Camilla ha acquistato la proprietà in stile georgiano, non distante da quella del principe Carlo (Highgrove), nel 1995, in seguito al divorzio dal primo marito Andrew Parker Bowles. Ma dopo le nozze con Carlo, con il quale ha festeggiato il primo anniversario lo scorso aprile, sono state rare le occasioni per rifugiarsi nella residenza di campagna. Da qui le polemiche per un’opera ritenuta eccessiva e ingiustificata. D’altronde non è una novità che ogni spesa effettuata dai reali venga passata al setaccio dai media. A maggior ragione quando di mezzo c’è Camilla, il cui indice di popolarità continua a registrare risultati avvilenti.

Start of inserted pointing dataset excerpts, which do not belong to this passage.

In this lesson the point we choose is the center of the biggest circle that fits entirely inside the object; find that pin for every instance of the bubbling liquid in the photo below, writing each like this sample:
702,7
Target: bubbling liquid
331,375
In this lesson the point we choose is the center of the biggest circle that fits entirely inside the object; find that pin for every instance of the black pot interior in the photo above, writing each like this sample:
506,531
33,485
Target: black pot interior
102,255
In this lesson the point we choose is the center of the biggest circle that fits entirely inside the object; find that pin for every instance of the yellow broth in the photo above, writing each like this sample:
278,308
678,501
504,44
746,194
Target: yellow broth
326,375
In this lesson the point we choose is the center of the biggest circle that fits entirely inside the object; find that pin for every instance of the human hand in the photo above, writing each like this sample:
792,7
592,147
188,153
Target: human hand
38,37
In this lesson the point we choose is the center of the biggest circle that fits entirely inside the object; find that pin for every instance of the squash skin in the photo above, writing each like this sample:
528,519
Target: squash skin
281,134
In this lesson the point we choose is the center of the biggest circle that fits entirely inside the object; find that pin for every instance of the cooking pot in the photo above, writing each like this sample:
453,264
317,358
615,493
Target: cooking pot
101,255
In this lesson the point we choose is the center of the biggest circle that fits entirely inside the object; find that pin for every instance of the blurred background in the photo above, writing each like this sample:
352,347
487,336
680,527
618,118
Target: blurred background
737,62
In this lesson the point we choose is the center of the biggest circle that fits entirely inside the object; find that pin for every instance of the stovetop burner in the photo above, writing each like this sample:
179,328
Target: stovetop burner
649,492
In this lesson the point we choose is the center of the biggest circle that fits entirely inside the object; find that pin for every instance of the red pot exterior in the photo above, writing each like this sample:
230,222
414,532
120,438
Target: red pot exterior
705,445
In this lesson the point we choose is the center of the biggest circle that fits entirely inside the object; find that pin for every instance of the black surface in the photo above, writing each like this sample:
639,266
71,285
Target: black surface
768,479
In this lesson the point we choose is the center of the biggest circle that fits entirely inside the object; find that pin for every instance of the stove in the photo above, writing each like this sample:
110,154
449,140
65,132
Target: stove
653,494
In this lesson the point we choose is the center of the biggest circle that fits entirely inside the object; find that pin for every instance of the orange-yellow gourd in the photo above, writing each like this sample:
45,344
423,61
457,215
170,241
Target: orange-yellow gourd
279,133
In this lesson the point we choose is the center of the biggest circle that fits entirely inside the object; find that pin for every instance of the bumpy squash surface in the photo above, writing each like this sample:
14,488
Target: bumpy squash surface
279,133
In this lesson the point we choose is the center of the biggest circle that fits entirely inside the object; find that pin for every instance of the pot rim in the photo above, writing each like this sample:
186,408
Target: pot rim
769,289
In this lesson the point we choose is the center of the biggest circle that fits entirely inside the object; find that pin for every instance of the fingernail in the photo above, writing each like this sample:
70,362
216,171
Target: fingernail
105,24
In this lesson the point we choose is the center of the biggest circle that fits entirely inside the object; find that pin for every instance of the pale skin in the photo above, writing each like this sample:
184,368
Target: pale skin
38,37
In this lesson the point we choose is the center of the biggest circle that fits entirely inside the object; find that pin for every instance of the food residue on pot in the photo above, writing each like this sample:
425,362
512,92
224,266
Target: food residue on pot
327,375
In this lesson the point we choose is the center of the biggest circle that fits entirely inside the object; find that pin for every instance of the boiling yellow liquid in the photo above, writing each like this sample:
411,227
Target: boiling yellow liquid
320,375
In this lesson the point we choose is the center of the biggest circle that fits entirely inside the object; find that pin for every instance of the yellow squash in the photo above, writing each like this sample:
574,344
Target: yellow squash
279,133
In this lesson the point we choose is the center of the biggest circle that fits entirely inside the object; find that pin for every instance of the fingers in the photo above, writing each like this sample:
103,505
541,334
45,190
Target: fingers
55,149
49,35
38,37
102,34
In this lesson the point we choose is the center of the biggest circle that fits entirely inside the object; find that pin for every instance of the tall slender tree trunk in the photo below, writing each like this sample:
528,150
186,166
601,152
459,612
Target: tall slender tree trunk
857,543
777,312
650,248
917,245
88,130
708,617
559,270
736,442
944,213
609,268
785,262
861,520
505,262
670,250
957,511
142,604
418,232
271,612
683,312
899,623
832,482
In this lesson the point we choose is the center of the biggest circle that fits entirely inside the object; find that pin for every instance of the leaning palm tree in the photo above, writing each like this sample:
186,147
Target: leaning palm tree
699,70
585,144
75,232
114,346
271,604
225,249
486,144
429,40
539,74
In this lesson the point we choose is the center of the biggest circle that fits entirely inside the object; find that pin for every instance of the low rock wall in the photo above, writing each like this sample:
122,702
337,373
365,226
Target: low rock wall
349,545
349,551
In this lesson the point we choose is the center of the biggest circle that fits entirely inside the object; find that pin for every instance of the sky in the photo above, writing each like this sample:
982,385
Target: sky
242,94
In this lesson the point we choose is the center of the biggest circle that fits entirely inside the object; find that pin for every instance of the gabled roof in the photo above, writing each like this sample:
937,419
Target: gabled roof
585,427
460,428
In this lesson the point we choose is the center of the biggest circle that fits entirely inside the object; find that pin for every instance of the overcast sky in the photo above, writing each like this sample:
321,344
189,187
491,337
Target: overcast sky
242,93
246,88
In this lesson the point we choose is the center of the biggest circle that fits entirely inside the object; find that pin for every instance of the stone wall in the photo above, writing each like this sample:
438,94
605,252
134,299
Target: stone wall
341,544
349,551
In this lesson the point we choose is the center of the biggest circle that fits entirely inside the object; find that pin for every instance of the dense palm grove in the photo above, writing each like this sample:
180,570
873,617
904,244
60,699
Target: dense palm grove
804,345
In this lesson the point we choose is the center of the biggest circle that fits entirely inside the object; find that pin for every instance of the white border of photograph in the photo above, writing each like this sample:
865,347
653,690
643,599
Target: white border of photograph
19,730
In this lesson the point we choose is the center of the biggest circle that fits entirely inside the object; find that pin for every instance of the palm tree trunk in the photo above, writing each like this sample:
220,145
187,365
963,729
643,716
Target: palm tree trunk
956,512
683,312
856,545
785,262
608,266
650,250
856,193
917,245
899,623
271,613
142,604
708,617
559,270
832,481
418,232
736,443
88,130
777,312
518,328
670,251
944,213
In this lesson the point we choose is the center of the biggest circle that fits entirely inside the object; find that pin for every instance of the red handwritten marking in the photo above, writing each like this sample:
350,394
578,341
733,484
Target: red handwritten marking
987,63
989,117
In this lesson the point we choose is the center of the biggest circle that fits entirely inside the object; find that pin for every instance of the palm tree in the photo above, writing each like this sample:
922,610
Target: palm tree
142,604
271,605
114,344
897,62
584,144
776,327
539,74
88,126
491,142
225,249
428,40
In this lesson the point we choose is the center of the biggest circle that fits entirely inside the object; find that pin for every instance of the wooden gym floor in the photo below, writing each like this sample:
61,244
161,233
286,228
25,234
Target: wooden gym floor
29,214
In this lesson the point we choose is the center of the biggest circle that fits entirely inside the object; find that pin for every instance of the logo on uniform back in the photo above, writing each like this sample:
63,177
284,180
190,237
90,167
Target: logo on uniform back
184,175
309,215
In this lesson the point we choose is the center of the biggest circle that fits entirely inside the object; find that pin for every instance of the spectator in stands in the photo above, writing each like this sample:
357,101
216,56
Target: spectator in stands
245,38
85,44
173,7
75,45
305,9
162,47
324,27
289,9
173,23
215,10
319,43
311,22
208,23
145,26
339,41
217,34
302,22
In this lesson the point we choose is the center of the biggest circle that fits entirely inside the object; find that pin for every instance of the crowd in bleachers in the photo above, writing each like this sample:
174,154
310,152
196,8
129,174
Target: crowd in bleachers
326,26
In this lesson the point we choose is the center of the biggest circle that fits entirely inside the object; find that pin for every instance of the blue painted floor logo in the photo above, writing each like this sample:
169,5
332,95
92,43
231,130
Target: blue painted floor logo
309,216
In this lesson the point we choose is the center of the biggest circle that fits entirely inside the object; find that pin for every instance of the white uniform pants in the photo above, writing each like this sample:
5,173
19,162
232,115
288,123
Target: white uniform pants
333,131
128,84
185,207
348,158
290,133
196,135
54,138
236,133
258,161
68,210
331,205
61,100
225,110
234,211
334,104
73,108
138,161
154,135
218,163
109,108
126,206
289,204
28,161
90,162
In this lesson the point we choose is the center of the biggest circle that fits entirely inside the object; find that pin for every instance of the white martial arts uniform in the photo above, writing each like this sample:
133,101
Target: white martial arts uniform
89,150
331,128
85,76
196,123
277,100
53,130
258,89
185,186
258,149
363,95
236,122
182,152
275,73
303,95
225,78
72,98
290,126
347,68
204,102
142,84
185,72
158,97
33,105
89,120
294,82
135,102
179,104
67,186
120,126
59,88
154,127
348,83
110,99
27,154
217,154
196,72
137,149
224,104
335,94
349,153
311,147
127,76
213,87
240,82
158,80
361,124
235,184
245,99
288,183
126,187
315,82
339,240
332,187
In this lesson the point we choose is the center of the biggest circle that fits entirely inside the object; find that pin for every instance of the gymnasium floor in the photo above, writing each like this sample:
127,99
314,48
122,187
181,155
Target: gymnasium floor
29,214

Nonostante gli innumerevoli sforzi per catturare le simpatie popolari, le diete dimagranti, la massiccia campagna mediatica, il nuovo guardaroba all’insegna dell’eleganza, l’impegno in iniziative di beneficenza, la maggioranza dei britannici continua a opporsi alla sua incoronazione. E non manca occasione per metterla in difficoltà.
Qualche settimana fa è dovuto intervenire il segretario personale del principe, Sir Michael Peat, per rassicurare i contribuenti, spiegando che la Duchessa di Cornovaglia «costa» solo tremila euro annui all’erario pubblico. Un’inezia rispetto ai quasi 20 milioni di euro che percepisce il suo coniuge dallo Stato attraverso il Ducato di Cornovaglia. Un sontuoso stipendio che non lo trattiene comunque dal richiedere cospicui rimborsi spese ogni qual volta rientra dai suoi viaggi all’estero. Pare infatti che il principe sia tanto generoso in mance e regali quanto inflessibile nelle richieste di risarcimento, ovviamente sempre a carico dei contribuenti suoi sudditi.
Secondo il tabloid Daily Express l’erede al trono si distingue per signorilità quando si tratta di elargire laute mance al personale degli alberghi in cui risiede o, più in generale, a tutte le persone che si prendono cura di lui. Una premura costata - solo nell’ultimo viaggio negli Stati Uniti lo scorso anno - circa 12mila sterline, oltre 17mila euro. Soldi che il Principe di Galles si è limitato ad anticipare, dal momento che poi è stato puntualmente rimborsato. Come da lunga tradizione. Eppure l’impressione che si fa largo è che i contribuenti fatichino sempre più a giustificare i costi della monarchia. Strepitoso volano per il turismo nazionale e simbolo desueto di una centenaria tradizione che da tempo ha smarrito autorità e blasone, il ruolo della Famiglia Reale, tra un prestigio ormai scaduto e un nostalgico cerimoniale, è in cerca di una nuova collocazione. Per il suo mantenimento è stato calcolato che ogni cittadino contribuisce annualmente con 62 centesimi di sterlina (poco meno di un euro). Quanto un quotidiano. Resta da capire in quanti siano ancora disposti a pagare il simbolico prezzo per sentirsi sudditi.